Si può sintetizzare così la tesi di chi – e sono in molti – sostiene che il gas naturale possa passare come accettabile, almeno in una fase di transizione verso un’economia davvero pulita. Ed è vero che il metano inquina meno, ma inquina, secondo recenti studi, più di quanto si immaginasse. E, se vogliamo salvare il Pianeta, non possiamo accettare compromessi. Bisogna concentrare tutte le nostre forze verso una produzione energetica a impatto zero.

Anche il metano inquina

Quando si parla di gas climalteranti – quelli che, se diffusi nell’atmosfera, contribuiscono al climate change – si pensa subito all’anidride carbonica (CO2). Ma non è l’unica sostanza che inquina l’aria. C’è per esempio anche la CH4, la formula chimica del metano, che provoca un “effetto serra” anche superiore rispetto all’anidride carbonica. Ma ha una emivita più breve: dopo dieci anni, cioè, metà del metano in atmosfera si trasforma in vapore acqueo e in CO2. Questo ha ridotto le preoccupazioni riguardo l’inquinamento da metano: come – consentitemi la semplificazione – se si trattasse di una lenta combustione prolungata negli anni. Se la presenza di metano nell’atmosfera non cresce, perché quella nuova emessa ogni anno è pari alla quantità che si ossida spontaneamente (il 2%), il metano ha un “effetto serra” costante e limitato. Per questa ragione sino ad ora ci si è preoccupati essenzialmente della continua crescita delle emissioni di CO2, rispetto alle quali il metano, pur svolgendo la sua parte di “colpevole” tra i combustibili fossili, si presentava ancora come “il più pulito”.

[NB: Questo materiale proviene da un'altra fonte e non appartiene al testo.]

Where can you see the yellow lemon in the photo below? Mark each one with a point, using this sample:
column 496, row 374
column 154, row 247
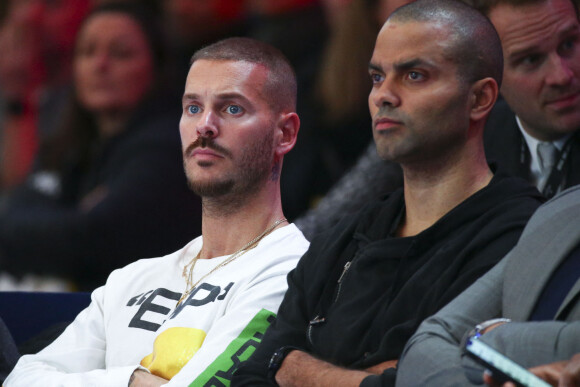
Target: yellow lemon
column 172, row 350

A parità di apporto energetico, il metano è responsabile di minori emissioni di CO2 rispetto al petrolio (25% in meno) e ancor meno del carbone (quasi la metà). Quindi, il metano non fa bene al clima, ma è meno peggio di altri combustibili fossili.

L’aumento del metano

La preoccupazione è cresciuta quando la presenza media del metano nell’atmosfera terrestre, dopo un periodo di sostanziale stabilità tra il 1990 e il 2007, ha ripreso a salire rapidamente.

Il trend delle medie mensili delle concentrazioni globali di metano in atmosfera (NOAA)

Quale poteva essere la causa? Si sono accusati gli allevamenti bovini, il maggior consumo di gas naturale e le relative fughe del sistema estrattivo e distributivo; si è puntato il dito sul “fracking”, il nuovo sistema estrattivo dello “shale gas” basato sulla frantumazione idraulica delle rocce argillose ricche di idrocarburi, sviluppato da una quindicina d’anni soprattutto nel Nord America. Ma non si avevano ancora le prove scientifiche definitive.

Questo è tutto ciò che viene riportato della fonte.